Sair daqui não é esquecer você, mas talvez esquecer essa dor que teima em ficar.

Faço minhas malas, cuidadosa. Apenas o essencial, e em meio a tudo, levo nossos retratos, seus recados, nossas lembranças, guardadas na bolsa de mão. Porque, se um acaso me levar - se me perder de mim mesma em algum lugar estranho - que me encontrem assim, com a bolsa apertada ao peito, para que saibam que aquela garota fria ainda pertencia a alguém. Que, de algum modo, mesmo partindo, ainda te pertencia.

E, estranhamente, me vejo aqui, fantasiando acidentes trágicos, como se ainda precisasse provar ao mundo que há um lugar dentro de mim onde você sempre estará.

Agora, sentada no banco frio do aeroporto, com as mãos inquietas, sinto que algo finalmente se solta dentro de mim, uma faísca de esperança, um eco de tudo o que deixei para trás. Vou cursar medicina - vou me tornar alguém que salva, alguém que resgata. Porque naquela noite, ninguém soube te trazer de volta, ninguém conseguiu recuperar o pulsar frágil do seu coração.
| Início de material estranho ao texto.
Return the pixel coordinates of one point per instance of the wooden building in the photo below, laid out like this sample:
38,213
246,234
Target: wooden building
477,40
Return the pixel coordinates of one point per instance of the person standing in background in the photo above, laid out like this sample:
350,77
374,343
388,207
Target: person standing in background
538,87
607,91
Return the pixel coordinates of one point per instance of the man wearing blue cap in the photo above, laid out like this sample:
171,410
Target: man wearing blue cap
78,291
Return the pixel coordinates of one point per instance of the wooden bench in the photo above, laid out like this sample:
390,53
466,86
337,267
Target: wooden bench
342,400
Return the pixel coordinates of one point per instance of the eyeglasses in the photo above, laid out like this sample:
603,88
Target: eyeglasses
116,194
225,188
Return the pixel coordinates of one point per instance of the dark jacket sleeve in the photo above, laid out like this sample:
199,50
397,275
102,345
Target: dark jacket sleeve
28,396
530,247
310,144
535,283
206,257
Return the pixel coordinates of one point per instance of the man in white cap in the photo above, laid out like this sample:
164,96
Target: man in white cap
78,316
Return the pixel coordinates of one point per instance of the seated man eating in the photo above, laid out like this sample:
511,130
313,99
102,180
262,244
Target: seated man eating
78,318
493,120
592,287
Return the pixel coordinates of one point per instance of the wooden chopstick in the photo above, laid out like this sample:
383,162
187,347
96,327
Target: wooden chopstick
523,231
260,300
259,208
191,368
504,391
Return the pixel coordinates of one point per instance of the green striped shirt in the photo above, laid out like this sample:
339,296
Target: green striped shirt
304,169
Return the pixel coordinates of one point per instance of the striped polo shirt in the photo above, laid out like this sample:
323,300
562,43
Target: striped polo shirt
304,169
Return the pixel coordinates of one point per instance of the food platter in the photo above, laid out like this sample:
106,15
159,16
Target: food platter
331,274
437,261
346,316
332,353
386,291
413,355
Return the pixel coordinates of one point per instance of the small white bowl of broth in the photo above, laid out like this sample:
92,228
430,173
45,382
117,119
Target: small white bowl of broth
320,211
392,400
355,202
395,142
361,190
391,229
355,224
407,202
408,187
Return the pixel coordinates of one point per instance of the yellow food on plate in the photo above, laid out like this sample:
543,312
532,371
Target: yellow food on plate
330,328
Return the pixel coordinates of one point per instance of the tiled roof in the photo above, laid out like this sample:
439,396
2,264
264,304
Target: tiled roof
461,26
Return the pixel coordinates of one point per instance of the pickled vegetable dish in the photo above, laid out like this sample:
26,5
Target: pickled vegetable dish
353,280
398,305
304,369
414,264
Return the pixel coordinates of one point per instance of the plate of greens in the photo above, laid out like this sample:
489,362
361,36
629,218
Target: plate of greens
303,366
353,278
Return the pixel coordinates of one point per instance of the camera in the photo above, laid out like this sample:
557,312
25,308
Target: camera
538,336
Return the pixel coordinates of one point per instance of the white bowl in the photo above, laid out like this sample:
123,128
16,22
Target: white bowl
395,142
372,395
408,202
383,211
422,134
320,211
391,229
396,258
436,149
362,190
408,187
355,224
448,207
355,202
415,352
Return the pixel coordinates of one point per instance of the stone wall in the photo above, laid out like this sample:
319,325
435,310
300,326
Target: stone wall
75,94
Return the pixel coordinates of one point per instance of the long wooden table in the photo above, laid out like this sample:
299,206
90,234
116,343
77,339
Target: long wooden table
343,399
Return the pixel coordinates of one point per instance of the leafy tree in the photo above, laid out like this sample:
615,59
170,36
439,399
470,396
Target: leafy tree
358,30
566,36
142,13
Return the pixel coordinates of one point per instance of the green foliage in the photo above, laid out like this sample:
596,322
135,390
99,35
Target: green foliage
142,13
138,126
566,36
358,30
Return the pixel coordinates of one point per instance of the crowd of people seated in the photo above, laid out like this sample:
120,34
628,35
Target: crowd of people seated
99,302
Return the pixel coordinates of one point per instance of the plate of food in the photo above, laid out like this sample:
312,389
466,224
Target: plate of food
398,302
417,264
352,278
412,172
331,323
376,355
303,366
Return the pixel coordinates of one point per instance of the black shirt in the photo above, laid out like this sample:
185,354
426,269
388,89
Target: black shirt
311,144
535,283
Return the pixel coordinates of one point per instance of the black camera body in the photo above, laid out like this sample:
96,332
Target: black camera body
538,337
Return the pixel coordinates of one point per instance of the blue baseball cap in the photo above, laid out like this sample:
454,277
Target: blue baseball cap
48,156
E eu, mesmo sabendo que não estava lá, guardo uma certeza cega, quase cruel: se fosse eu, talvez eu pudesse ter te salvado.

Lembro-me de uma frase que ouvi, perdida em uma música, quase sussurrada, como uma verdade antiga: "Qual é o peso da culpa que carrego nos braços?" E, mesmo sabendo que não havia nada que eu pudesse ter feito, a culpa é um rio que corre em mim, lento e inescapável, me convencendo de que, em algum universo, eu falhei. Invento cenas, repasso gestos que nunca fiz, crio uma história onde minha ausência se torna culpada.

E, assim, me deixo afundar nesse azul profundo, nesse azul pesado que, a cada pensamento, se torna mais escuro, mais denso, mais impossível de escapar. E de repente não luto mais - apenas me entrego, me afogo na profundidade do que fomos e do que nunca seremos, enquanto sinto a culpa me puxar para o fundo, como se, lá embaixo, eu pudesse encontrar você de novo.